Day 1: Okay, fine, I'm sick. Day off! Video games! Try to stay away from people so I don't spread germs!
Day 2: I can do this. Wait, what the heck is going on in LOST? I've lost to this boss in Persona how many times? I am just not with it. That's it, I'm going to run around in Assassin's Creed.
Day 3: Maybe I'm feeling better. I might as well finish reading this book. Okay, I can do video games, yeah.
Today: I'm better right? How about I get dressed and everything, that will convince myself.

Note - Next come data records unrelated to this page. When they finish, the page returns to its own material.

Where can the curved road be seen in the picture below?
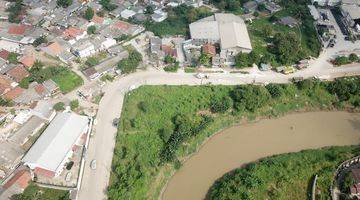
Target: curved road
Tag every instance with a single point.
(101, 146)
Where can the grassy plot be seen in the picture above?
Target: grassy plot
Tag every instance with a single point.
(34, 192)
(160, 125)
(284, 176)
(67, 80)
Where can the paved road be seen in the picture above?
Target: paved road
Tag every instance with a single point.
(102, 144)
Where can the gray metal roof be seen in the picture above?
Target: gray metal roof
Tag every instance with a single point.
(57, 140)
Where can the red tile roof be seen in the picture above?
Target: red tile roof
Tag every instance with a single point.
(28, 61)
(122, 25)
(55, 48)
(14, 93)
(97, 20)
(18, 73)
(209, 49)
(5, 84)
(17, 29)
(40, 89)
(21, 178)
(169, 51)
(73, 32)
(44, 172)
(4, 54)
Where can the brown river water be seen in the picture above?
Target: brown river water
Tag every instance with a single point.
(242, 144)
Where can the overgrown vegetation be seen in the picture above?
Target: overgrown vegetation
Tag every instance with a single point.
(278, 44)
(33, 192)
(162, 124)
(343, 60)
(178, 20)
(284, 176)
(64, 3)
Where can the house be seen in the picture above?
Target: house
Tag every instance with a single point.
(73, 34)
(117, 12)
(5, 84)
(159, 16)
(126, 14)
(4, 54)
(13, 93)
(18, 73)
(83, 48)
(250, 6)
(27, 60)
(54, 147)
(209, 49)
(226, 29)
(272, 7)
(54, 49)
(288, 21)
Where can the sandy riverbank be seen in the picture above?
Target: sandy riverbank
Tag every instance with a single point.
(242, 144)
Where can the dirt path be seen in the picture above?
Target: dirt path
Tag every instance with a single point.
(242, 144)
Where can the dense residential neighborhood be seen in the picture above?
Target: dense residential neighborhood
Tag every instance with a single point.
(69, 69)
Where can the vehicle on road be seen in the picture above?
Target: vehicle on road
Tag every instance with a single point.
(93, 164)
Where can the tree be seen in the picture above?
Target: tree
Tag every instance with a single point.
(275, 90)
(91, 29)
(169, 59)
(149, 10)
(74, 104)
(12, 58)
(205, 59)
(108, 5)
(287, 47)
(40, 40)
(221, 104)
(59, 106)
(130, 64)
(249, 97)
(89, 13)
(64, 3)
(353, 57)
(14, 12)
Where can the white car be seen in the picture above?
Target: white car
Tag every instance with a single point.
(93, 164)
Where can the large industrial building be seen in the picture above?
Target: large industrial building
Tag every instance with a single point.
(228, 30)
(55, 146)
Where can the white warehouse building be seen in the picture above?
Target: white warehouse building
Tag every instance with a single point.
(226, 29)
(55, 145)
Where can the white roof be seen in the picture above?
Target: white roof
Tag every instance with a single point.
(57, 140)
(228, 28)
(352, 9)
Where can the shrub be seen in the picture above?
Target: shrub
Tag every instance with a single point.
(64, 3)
(221, 104)
(89, 13)
(74, 104)
(59, 106)
(275, 90)
(91, 30)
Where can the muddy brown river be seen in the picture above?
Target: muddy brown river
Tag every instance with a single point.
(242, 144)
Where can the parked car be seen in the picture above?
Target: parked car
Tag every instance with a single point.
(93, 164)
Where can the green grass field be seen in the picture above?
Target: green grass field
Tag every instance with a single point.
(137, 169)
(34, 192)
(67, 80)
(284, 176)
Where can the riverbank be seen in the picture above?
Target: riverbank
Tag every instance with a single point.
(249, 142)
(153, 132)
(284, 176)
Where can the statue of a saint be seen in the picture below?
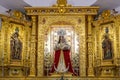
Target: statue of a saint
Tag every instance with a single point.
(107, 46)
(62, 62)
(15, 45)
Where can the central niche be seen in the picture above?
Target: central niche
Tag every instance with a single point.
(53, 37)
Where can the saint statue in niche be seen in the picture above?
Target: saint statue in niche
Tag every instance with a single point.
(15, 45)
(107, 46)
(62, 61)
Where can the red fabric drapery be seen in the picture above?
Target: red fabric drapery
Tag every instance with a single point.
(66, 54)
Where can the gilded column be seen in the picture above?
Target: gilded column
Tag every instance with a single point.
(33, 47)
(90, 48)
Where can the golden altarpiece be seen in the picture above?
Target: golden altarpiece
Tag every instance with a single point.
(27, 46)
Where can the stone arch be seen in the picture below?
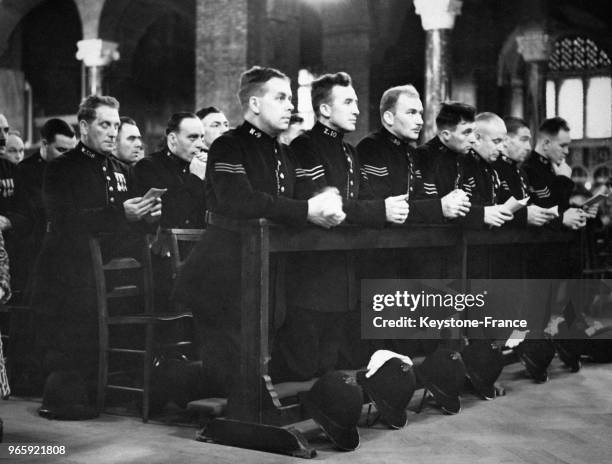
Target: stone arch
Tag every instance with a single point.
(40, 50)
(154, 75)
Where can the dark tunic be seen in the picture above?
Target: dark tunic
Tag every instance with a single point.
(393, 169)
(15, 237)
(513, 183)
(546, 188)
(183, 204)
(325, 281)
(249, 175)
(83, 194)
(445, 169)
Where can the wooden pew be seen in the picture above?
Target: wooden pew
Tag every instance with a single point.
(255, 416)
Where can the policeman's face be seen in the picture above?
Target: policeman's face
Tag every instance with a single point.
(273, 107)
(187, 141)
(101, 134)
(406, 120)
(490, 139)
(4, 128)
(215, 124)
(557, 147)
(129, 143)
(341, 111)
(60, 145)
(518, 145)
(462, 138)
(14, 149)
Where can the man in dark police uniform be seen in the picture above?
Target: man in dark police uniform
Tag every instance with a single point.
(86, 191)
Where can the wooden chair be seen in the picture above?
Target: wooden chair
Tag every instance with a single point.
(141, 289)
(174, 238)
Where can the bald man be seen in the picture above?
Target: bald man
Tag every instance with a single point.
(480, 179)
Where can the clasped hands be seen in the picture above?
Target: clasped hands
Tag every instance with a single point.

But no, I'm still weirdly sick. I feel like the master of a marionette which is my body, which I can't decide if it is a side effect of my decongestant or a symptom. Time stretches and shrinks. I feel dead tired and I almost fell asleep, but it felt really strange. You know sometimes when you're falling asleep you feel like you're falling and give a little hypnogogic jerk when you hit the bottom? Well, not like that at all, but the same semiconsciousness. It was like dreaming without any of the images, only the feeling of gradually getting higher or maybe falling out of bed, but not actually falling. When I think about my thesis I think of how neglected it is and resolve to write many pages tomorrow when I'm feeling better. Everything seems unsurmountable, but irrelevant. Stupid things like "Andrew Void-Webber" seem hilarious. You know, viruses.